La advertencia sonó fuerte en el equipo VHF de Defensa Civil: “Tenemos tráfico intenso a la altura de estancia Sara”.
Eran las 15,30 y el puesto San Sebastián se mostraba tranquilo, el tráfico de vehículos era apenas cansino, nadie parecía tener ese apuro típico del paso por la frontera. Ninguno tenía que esperar, la atención era expeditiva y eficaz.
Pero el aviso del operador no dejaba lugar a dudas. En pocos instantes más la tranquilidad se convertiría, como salido de una película, en trajín, corridas, nervios y la consabida interminable fila de vehículos pugnando por ingresar en territorio chileno.
Los agentes de Defensa Civil, Migraciones y Gendarmería que hasta ese momento compartían el mate y alguna charla con su (hasta entonces) descansado trabajo salieron de pronto a la ruta; todos tomaron posiciones.
“Viene el malón”, dijo uno poniéndose el abrigo y todos se alistaron para lo que se avecinaba..
Lo que vendría era difícil de creer.

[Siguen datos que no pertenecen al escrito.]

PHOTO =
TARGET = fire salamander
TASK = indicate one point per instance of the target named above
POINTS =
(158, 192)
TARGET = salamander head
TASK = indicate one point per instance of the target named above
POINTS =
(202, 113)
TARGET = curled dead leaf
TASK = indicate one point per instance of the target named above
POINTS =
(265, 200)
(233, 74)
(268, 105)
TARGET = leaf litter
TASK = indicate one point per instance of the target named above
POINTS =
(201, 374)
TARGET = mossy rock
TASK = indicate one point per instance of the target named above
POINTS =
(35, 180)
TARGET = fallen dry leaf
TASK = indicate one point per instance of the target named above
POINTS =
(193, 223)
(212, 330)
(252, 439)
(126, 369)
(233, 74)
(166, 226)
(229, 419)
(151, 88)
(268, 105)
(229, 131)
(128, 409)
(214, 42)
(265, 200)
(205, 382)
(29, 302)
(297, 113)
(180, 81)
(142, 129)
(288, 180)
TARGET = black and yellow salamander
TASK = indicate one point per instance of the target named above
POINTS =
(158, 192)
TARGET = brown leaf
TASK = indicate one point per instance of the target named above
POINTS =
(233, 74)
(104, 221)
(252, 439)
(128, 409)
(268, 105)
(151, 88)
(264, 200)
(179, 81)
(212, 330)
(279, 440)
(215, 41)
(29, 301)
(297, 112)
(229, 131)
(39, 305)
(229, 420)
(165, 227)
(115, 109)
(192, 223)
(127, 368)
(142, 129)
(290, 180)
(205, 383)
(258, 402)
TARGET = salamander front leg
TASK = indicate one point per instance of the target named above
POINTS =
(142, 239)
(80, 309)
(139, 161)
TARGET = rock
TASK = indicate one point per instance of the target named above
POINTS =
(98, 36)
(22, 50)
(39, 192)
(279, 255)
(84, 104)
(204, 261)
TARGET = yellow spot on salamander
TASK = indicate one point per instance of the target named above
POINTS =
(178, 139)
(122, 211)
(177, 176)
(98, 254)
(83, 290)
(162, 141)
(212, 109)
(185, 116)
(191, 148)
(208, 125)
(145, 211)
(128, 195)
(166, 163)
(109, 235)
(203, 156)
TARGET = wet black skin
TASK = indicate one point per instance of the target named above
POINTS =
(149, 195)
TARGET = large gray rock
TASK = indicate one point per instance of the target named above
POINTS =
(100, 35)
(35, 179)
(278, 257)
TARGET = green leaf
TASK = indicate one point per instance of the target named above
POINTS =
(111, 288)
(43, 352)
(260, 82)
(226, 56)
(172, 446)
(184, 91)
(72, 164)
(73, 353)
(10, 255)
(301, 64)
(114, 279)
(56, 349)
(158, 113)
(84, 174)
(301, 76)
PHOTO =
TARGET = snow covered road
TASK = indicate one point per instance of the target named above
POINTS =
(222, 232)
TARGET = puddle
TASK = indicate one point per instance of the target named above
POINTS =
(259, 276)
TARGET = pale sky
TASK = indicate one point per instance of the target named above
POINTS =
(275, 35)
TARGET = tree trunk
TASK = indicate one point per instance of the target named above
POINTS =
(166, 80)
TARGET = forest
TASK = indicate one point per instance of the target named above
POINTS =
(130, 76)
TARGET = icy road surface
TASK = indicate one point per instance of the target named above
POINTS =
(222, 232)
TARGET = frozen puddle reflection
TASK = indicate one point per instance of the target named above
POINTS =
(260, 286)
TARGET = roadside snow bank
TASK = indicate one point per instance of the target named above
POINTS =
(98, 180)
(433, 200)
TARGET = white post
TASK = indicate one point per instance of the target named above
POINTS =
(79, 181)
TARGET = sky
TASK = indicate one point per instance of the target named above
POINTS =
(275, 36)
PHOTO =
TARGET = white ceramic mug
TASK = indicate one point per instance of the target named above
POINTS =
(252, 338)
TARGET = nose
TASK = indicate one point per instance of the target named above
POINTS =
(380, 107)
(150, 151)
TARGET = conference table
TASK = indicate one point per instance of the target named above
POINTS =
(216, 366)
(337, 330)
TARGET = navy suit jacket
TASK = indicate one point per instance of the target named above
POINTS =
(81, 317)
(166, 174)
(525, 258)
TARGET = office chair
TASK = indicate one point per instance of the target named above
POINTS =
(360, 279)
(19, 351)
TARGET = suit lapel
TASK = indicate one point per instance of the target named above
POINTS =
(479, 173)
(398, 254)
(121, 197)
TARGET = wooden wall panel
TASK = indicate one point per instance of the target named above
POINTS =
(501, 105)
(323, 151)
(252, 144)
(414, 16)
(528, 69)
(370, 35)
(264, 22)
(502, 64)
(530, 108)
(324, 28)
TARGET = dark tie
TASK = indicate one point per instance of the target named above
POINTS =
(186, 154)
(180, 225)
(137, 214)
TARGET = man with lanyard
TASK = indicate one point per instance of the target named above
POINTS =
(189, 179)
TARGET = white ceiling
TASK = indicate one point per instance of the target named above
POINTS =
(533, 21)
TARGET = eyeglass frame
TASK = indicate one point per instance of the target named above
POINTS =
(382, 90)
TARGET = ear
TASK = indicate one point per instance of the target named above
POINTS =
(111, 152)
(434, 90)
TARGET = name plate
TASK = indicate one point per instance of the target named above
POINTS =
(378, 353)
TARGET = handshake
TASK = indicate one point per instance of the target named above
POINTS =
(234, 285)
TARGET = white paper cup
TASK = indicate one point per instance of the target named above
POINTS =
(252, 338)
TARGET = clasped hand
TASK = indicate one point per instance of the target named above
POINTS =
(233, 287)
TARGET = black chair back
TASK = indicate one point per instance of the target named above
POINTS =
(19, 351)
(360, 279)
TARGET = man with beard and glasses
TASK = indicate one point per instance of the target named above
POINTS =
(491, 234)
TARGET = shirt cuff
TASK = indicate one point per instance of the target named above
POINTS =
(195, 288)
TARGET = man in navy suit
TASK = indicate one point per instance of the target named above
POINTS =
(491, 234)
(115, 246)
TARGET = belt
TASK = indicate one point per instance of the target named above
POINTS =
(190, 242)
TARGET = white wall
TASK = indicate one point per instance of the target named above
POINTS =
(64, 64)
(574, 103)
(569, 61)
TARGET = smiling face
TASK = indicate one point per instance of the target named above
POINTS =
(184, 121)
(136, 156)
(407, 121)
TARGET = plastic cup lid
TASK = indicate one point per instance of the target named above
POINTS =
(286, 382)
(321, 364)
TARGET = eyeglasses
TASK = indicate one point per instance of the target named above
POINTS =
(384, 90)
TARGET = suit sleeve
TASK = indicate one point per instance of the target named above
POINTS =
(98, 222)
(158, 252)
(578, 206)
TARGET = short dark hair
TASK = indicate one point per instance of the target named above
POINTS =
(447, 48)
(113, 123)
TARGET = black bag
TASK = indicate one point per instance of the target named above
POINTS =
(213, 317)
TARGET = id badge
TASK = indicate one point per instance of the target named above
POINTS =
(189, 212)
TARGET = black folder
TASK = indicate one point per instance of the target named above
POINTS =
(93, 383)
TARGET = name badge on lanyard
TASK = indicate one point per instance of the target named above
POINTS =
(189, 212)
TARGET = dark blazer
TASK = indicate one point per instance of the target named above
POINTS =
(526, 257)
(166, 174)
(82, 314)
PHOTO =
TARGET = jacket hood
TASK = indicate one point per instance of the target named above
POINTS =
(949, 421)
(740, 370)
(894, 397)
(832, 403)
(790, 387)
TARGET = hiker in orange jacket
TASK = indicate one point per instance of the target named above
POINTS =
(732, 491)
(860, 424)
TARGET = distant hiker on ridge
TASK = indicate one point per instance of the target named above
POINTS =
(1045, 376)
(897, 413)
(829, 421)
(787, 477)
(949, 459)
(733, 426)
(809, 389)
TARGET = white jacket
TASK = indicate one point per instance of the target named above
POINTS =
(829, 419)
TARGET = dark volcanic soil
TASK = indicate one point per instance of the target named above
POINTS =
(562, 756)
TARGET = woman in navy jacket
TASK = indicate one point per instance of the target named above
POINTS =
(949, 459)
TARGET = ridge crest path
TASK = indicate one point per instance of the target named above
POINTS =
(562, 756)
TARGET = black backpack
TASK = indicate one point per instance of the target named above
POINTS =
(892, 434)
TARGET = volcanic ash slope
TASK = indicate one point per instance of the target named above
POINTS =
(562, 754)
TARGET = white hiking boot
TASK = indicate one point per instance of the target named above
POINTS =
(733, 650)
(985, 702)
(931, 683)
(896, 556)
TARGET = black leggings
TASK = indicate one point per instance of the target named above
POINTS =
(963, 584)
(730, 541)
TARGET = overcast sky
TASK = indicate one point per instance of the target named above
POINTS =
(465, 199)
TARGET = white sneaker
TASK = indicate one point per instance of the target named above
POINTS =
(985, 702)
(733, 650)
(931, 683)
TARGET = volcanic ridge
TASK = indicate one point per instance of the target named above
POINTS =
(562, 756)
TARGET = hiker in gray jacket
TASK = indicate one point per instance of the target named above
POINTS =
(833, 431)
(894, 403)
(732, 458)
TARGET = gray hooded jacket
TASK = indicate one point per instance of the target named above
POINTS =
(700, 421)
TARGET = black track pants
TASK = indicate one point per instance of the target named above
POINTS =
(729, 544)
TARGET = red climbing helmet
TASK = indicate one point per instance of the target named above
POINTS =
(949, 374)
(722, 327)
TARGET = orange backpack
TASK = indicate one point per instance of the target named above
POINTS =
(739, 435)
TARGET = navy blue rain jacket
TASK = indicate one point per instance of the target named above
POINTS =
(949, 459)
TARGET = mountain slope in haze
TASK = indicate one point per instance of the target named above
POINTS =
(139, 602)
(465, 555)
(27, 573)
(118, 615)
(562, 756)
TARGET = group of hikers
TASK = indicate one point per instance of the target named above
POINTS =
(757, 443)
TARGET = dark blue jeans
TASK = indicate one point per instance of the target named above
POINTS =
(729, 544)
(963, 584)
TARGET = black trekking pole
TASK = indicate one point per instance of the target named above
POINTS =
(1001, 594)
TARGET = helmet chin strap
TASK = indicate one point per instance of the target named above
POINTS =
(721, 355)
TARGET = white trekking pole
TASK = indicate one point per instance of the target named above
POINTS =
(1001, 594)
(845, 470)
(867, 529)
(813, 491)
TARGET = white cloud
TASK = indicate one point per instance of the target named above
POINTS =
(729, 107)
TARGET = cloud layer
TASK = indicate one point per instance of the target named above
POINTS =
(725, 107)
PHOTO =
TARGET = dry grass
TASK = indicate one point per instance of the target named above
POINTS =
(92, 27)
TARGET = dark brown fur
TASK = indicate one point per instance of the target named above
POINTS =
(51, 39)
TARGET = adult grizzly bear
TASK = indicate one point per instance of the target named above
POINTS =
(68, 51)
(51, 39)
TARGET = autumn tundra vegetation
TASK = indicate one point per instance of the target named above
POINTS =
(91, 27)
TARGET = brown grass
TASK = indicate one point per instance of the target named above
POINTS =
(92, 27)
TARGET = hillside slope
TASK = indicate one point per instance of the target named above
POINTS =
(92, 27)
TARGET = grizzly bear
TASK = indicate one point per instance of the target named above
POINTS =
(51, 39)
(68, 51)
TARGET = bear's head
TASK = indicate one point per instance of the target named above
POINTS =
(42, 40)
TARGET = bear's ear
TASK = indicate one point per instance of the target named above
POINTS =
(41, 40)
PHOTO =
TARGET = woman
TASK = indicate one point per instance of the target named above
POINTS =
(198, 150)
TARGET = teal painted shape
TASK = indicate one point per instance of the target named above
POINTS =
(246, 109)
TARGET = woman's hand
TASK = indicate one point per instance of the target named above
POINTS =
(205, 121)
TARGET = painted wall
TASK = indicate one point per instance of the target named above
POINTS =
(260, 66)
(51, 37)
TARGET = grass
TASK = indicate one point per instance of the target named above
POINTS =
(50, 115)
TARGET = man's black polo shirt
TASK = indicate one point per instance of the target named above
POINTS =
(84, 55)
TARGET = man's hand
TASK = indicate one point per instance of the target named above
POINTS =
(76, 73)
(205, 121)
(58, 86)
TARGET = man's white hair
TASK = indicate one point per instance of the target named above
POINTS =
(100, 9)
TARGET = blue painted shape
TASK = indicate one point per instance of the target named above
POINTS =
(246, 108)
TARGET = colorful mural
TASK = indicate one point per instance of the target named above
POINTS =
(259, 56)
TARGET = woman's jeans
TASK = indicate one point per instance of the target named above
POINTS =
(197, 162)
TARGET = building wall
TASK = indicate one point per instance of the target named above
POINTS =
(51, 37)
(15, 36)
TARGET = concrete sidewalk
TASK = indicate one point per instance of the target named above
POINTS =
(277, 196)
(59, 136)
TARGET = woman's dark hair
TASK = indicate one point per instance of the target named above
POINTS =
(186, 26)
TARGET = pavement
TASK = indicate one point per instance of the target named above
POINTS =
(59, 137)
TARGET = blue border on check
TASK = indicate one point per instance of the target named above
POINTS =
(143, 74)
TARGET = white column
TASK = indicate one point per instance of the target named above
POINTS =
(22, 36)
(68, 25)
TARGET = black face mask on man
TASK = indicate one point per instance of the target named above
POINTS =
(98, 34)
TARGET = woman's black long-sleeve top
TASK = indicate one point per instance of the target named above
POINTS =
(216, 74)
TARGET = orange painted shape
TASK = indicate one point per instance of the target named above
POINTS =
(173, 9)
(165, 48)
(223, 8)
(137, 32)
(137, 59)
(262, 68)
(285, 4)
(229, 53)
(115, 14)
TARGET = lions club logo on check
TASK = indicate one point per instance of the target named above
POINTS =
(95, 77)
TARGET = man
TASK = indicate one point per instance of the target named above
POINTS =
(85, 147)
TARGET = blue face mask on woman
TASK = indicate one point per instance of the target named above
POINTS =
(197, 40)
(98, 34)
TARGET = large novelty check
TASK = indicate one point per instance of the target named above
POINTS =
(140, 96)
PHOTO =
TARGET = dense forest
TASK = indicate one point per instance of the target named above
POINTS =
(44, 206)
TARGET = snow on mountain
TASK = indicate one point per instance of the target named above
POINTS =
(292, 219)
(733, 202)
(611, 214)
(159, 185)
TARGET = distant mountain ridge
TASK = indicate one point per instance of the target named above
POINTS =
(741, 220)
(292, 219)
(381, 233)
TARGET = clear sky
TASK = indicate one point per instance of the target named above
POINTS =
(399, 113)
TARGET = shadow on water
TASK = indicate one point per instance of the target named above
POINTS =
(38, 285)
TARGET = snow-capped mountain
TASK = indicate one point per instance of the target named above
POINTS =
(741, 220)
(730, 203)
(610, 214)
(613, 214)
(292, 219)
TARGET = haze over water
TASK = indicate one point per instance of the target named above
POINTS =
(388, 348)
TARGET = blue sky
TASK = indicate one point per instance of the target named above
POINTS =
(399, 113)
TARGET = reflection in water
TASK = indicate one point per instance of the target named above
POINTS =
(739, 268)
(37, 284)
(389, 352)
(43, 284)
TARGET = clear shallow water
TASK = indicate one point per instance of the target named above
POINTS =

En poco más de quince minutos unos cien vehículos (unos pocos camiones entre ellos) llegaron hasta el puesto, formando una fila de unos dos kilómetros al menos. Los recibió una pertinaz llovizna y el justificado rezongo de los encargados de atender sus apuradas demandas. “¿Vale la pena tanta locura por salir antes, corriendo todos los riesgos posibles?”, fue la pregunta retórica que nadie atinó a responder.
El cálculo, con la precisión de las matemáticas, confirmaba plenamente el pronóstico que se manejaba desde muchos días antes: A las 3 de la tarde del viernes salía el personal de las fábricas en Río Grande y muchos de esos obreros partirían desde las puertas mismas del establecimiento hacia su destino en algún lugar del norte del país.
Ni tiempo para reponer fuerzas después de haber trabajado desde las 7 de la mañana. Ni siquiera para cambiarse, ya que muchos de ellos llegaban a la ventanilla de la Aduana todavía con su uniforme de trabajo, como si alguna emergencia los obligara a huir despavoridos.
El informe de la Dirección de Migraciones le ponía cifras al dislate: Entre las 16 y las 17 horas del viernes pasaron por el puesto más personas que en todo el resto de esa jornada. Todos coincidiendo en su urgencia y su búsqueda de algún record inexplicable.
A partir de ello, la inevitable espera de más de dos horas que ellos mismos provocaron y que se repetiría en las siguientes escalas, el riesgo de continuar la alocada marcha sobre el ripio chileno. El acelerador a fondo al grito de “llegó la barcaza” cuando ven venir un camión en sentido contrario.
¿Es necesaria tanta locura? ¿Vale la pena correr tanto riesgo, incomodidades y largas filas cuando salir unas horas más tarde haría el viaje mucho menos complicado?
Es la locura de las 3 de la tarde. La gran mayoría elige la prudencia, el descanso, el viaje calmado, evitar las esperas y demoras. Pero los poco menos de mil viajeros que desbordaron el puesto de San Sebastián entre las 16,00 y las 20,00 horas del viernes, claramente tienen otra forma de ver la vida. Mucho menos criteriosa.
Cuando lo malo sucede, no siempre se le puede echar la culpa a la fatalidad o a la ineficiencia de una organización que, esta vez, se mostró sobradamente a la altura de las circunstancias.